Деспа была по-прежнему мрачной, резкой и замкнутой. По целым часам она не разжимала губ и смотрела на нас исподлобья, враждебным взглядом. Я настолько привык к этому, что глаз мой уже не отмечал в ней никаких изменений. Но однажды, после очередной перебранки, мне вдруг взбрело на ум присмотреться к ней попристальней. И я сразу заметил, что лицо Деспы чуть вытянулось, а блестящая смуглая кожа вся покрыта мелкими желтыми пятнышками. Я заметил еще, что она слегка располнела в талии и раздалась в бедрах. Но тогда у меня не возникло никаких подозрений — я чувствовал себя слишком усталым. В то время я взялся за роман из жизни цыганской слободки, куда с некоторых пор взял за привычку наведываться каждый вечер. Старался запомнить склад речи и любимые словечки ее обитателей, мучительно пытался проникнуть в самые сокровенные тайны их жизни. Нарочно допоздна засиживался среди цыганок и цыган, слушая удары кузнечных молотов по раскаленному железу, которое придерживали на наковальне щипцами, прислушивался к вздохам черных кожаных кузнечных мехов, внимал иногда и гудению струн кобзы под искусными пальцами, и звукам скрипки, напоминавшим стоны раненой души. Против моей воли, книга, которую я писал, — не для издания, а ради того, чтобы привыкнуть к рабочему столу и к писательскому труду, — получалась бессвязной и наивно-романтической. И то и другое было мне отвратительно, я рвал исписанные страницы, сжигал их и начинал все заново. Засиживаясь глубоко за полночь, я не замечал, что уже рассветало, и часто яркий солнечный свет заставал меня с горящей лампой на столе: в лихорадочном напряжении я усердно вымарывал поэтические грезы, изгонял дряблые, усыпляющие слова, стараясь описывать события без прикрас, такими, как мне пришлось их увидеть и услышать. При этих печальных обстоятельствах, в пылу борьбы с бумагой, чернилами и волчьей стаей слов, я совершенно забыл о причудах девушки-смуглянки. Но однажды моя добрая хозяйка госпожа Арэпаш неожиданно обратилась ко мне с вопросом, и в голосе ее слышалась озабоченность:

— Что это с дочкой-то моей делается, голубчик?

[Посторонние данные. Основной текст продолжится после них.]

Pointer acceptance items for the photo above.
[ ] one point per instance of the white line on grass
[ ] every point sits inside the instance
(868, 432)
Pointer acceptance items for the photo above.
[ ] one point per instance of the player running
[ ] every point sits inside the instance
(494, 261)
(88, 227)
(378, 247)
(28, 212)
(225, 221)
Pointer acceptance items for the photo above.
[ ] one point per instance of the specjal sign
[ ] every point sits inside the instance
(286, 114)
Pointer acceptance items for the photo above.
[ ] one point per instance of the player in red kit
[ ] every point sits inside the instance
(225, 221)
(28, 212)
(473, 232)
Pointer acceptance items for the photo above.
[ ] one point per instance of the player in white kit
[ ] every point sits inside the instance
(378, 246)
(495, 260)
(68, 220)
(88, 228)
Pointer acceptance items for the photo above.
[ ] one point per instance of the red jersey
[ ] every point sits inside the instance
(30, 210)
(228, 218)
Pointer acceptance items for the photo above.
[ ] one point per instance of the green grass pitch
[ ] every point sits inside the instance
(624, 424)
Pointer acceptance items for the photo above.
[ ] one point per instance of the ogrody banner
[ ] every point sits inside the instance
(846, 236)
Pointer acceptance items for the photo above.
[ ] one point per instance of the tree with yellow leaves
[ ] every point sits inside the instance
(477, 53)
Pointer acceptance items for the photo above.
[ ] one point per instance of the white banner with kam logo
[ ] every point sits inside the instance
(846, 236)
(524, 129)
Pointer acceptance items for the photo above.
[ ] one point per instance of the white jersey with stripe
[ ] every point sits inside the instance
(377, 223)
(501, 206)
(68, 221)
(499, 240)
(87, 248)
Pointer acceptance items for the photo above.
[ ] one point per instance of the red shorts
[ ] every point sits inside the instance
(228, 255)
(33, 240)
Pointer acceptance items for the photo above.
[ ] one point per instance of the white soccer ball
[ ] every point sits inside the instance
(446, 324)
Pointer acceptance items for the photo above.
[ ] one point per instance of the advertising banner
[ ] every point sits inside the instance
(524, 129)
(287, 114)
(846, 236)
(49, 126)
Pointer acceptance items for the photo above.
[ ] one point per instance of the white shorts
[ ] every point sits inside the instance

Она совсем переменилась! Разрази меня господь, не пойму отчего. Так переменилась — будто это уже вовсе и не она.

В ответ я бросил, не задумываясь:

— Растет, вот и меняется. Вы ведь тоже были девушкой. Небось с такими же капризами и причудами.

— Меня, голубчик, господь миловал. Нас у матери пять дочерей было. Работали до упаду. Некогда нам было капризничать да жеманничать. Ох, Деспа! Неладно с ней что-то. Что-то стряслось. Есть вовсе не ест. Не спит. Тошнит ее. И голова кружится. Не иначе, заболела.

— Может быть. Вы бы сводили ее к доктору.

— Да я уж хотела. Хотела свести. К господину Секэрикэ хотела свести. Деспа ответила, что пойти пойдет, а в кабинете надает доктору по щекам.

— Вы что, не знаете Деспу? Знаете, как никто другой. Вы ведь ее мать. Она шутит. Да разве посмеет она ударить доктора? Доктор ведь старый человек. С бородой.

— Попробую, Дарие, голубчик, хотя уж вовсе никакой надежды нет. Деспа упряма как ослица. Точь-в-точь как покойник отец.

Прошел день. Прошло два дня. Прошло три. Несмотря на все увещевания матери, Деспа к доктору идти не пожелала.

В огромном дворе Арэпашей рос целый лес акаций и верб. На том краю, где двор упирался в неосушенное еще болото, выросло множество тополей. Молодые и высокие, одетые пышной серебряной листвой, эти тополя были гордостью слободы. По ночам, когда мной овладевали усталость и тоска, я откладывал ручку в сторону, рядом с ворохом бумаги, набрасывал на плечи пиджак, на цыпочках, чтобы не потревожить чей-нибудь сон, выходил из дома, шел к тополям и ложился на траву поблизости. И там, не находя других развлечений, жадно прислушивался к беспокойному шуму листвы. Этот же беспокойный шум я слышал и в себе самом.